‘…to give unto them beauty for ashes, the oil of joy for mourning, the garment of praise for the spirit of heaviness: that they might be called trees of righteousness, the planting of the Lord, that he might be glorified’. Isaiah 61:3b
Following the logic of Genesis 1:26-28, where humans are made in the image of the Creator and given dominion over his creation, then all the trees included in this final part of the series can be viewed as being planted by the Lord even if man’s agency is involved. We may try to regard ourselves as being separate from nature, not dependent on it, and exempt from any responsibility for it. The Bible says the opposite.

We move on from the three trees met in the previous article and walk through our new woodland walk to the kissing gate to ponder on another mature Ash (Fraxinus excelsior) with a girth of 124 inches which the tree-guide.com Tree Age Calculator estimates at 167 years old (+/- 10%). Standing as it does in the ancient field boundary hedge along the south-eastern edge of the floodplain I doubt that anyone planted this ivy-clad specimen.
There are signs of ill health – leafless large branches – presumably the dreaded Chalara die-back apparent on so many Ash trees now. Although parent to many offspring on the meadow none survive more than a few years before die-back takes them and our veteran will struggle to replace itself if this continues. I may not see it, but I keep hope alive that this beloved and important species will ultimately come through its challenge. Trees play a very long game. You will notice the owl box placed on its trunk – Barn Owls have not used it in my time but Stock Doves have been noted and in 2021 we were enthralled to watch a pair of Kestrels nest building, mating and subsequently raising three young. Disappointingly, this year the cheeky face of a Grey Squirrel stares at me from the entrance hole.

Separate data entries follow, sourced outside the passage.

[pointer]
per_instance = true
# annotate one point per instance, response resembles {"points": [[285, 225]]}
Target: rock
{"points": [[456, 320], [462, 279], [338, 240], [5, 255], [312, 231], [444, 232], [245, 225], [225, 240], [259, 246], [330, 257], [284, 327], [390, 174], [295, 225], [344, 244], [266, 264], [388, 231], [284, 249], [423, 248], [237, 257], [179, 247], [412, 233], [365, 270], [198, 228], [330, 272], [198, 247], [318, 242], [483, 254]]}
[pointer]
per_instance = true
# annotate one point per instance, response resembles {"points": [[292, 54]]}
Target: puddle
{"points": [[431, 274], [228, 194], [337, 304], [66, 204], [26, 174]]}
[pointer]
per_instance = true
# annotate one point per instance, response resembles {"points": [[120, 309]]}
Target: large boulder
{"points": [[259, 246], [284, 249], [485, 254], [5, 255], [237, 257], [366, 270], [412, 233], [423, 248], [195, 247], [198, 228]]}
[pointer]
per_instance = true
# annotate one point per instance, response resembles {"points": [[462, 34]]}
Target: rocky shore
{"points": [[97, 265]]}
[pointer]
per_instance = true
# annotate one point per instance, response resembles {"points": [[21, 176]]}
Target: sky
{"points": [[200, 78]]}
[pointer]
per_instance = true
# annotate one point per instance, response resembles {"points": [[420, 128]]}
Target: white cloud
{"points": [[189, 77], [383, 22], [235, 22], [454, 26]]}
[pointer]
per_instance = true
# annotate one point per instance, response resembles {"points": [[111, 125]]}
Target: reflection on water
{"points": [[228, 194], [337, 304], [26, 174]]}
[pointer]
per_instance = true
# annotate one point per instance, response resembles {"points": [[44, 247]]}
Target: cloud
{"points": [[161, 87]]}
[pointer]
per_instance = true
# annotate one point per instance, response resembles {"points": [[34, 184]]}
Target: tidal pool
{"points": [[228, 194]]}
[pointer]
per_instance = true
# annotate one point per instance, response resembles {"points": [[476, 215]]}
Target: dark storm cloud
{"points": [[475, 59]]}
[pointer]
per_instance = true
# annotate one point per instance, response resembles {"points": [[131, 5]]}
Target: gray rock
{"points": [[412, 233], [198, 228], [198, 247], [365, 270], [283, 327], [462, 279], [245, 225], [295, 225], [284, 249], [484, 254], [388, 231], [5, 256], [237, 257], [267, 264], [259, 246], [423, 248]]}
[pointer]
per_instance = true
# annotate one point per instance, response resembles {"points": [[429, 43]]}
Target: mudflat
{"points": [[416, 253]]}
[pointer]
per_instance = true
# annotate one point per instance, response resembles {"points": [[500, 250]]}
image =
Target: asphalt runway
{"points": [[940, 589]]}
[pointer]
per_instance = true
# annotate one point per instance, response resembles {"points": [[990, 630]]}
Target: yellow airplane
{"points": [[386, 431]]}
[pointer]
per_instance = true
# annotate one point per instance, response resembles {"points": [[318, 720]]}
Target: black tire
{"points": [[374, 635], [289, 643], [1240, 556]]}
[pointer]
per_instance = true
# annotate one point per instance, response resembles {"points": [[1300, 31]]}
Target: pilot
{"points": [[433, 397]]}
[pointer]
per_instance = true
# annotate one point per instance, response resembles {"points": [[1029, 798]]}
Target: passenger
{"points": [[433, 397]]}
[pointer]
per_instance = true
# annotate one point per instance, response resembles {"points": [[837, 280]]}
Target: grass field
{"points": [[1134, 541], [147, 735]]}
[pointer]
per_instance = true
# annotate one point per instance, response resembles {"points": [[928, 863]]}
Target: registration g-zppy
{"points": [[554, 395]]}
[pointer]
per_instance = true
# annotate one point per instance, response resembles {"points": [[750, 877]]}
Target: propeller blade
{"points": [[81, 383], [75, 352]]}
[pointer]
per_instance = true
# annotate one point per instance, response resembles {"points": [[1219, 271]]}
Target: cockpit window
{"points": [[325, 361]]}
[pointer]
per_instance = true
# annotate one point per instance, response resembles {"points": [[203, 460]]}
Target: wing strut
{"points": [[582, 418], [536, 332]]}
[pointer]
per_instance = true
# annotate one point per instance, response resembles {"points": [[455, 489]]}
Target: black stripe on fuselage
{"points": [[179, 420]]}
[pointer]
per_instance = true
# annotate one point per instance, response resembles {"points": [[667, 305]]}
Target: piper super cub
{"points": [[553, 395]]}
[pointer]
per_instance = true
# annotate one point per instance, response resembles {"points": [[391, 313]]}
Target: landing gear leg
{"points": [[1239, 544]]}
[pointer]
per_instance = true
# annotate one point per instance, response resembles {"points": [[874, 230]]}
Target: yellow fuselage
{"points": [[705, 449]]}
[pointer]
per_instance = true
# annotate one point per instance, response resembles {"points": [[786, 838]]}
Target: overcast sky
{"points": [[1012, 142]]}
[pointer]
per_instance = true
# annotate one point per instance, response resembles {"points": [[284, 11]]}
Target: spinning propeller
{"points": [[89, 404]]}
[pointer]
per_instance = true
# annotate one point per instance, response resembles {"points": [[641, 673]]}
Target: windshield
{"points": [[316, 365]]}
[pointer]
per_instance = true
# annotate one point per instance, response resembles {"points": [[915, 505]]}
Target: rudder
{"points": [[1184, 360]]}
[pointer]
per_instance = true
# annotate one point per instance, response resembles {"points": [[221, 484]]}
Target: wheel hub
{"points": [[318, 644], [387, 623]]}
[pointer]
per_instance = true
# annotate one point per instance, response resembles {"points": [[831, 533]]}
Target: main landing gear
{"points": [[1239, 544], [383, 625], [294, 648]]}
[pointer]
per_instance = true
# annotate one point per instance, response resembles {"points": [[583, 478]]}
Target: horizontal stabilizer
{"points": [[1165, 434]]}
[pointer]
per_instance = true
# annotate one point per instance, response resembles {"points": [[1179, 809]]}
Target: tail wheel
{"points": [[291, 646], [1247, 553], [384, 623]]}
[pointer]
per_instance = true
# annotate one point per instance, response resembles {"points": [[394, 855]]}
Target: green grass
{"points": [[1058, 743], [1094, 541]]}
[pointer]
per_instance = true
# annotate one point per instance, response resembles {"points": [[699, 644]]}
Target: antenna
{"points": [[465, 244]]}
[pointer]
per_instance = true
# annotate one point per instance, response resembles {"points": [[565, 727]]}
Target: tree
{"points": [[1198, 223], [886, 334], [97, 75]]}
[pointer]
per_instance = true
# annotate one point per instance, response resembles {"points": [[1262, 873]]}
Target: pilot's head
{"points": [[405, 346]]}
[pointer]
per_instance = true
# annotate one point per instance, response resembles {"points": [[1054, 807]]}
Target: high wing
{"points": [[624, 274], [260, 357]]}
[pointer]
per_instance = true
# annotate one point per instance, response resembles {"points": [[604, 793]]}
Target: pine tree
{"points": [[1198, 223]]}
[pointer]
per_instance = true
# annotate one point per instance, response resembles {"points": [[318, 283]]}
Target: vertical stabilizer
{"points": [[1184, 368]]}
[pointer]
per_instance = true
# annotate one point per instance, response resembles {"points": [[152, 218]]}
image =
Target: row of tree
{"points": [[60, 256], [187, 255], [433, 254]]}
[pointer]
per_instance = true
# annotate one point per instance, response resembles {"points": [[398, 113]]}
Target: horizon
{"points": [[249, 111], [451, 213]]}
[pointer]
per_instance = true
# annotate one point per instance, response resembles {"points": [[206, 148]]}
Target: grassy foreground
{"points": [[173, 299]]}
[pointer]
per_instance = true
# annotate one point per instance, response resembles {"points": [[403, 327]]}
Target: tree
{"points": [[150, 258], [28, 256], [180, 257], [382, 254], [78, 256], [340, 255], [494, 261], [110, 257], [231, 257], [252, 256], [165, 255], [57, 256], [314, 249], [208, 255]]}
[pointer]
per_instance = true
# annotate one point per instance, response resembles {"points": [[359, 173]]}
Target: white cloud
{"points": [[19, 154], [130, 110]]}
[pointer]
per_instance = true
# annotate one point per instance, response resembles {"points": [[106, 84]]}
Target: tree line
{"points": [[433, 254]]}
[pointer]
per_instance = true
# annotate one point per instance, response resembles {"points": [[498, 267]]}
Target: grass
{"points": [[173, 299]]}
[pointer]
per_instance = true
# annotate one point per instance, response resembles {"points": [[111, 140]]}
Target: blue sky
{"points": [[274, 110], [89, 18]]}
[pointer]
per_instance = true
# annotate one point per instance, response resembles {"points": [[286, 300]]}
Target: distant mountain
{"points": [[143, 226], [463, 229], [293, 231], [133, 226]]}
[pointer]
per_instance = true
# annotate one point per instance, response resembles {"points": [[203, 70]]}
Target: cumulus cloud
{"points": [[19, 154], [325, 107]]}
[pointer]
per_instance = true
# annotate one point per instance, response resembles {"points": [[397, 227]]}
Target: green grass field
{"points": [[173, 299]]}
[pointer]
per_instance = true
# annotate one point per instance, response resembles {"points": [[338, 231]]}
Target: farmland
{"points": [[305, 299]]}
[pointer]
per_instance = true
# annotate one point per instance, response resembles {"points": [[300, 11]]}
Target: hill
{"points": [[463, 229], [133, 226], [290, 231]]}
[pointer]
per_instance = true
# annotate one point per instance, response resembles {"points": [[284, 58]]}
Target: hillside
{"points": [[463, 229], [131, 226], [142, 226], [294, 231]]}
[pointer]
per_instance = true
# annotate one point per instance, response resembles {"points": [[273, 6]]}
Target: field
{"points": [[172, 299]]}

Still moving along the boundary we come to an ancient coppiced colossus near to the largest pond on the meadow which was already dead when I arrived in 2015. An enormous Field Maple (Acer campestre) I believe. It has been steadily hollowing out and collapsing and we have closed this section on safety grounds. Home to a Honey Bee colony for several years and continuing as a valuable tenement of insect life, I am reminded that I must investigate the wood-boring larvae that, along with fungi, are slowly consuming it. Standing deadwood should not be routinely cut and tidied away but allowed to cycle through its decay without intervention from us. It will be decades before it finally disappears.
Many of the living maples along the field boundary are coppiced and exhibit grotesque carbuncled stools up to 6 feet across. One has drifted and rooted multiple times to create a linear stool with many stems reaching upwards but all being the same tree.

The final tree of note along the back of the meadow is a lone mature, but not particularly old, Oak (Quercus robur). Oak is an occasional species here amongst the dominant mix of Hazel, Field Maple and Ash in drier conditions with Ash again and several willow species in wetter areas.
Our series on the trees of Foxearth Meadows ends here but the story of these endlessly fascinating wildlife will continue to feature in future articles. We focussed on the visual but I invite you to think for a moment of the unseen: trees with their slow patient timescales communicating with each other through roots linked by mycorrhizal fungal hyphae and responding co-operatively to share resources or to defend themselves. I note that when The Bible paints a picture of redemption and restoration for people it compares us to ‘trees of righteousness’.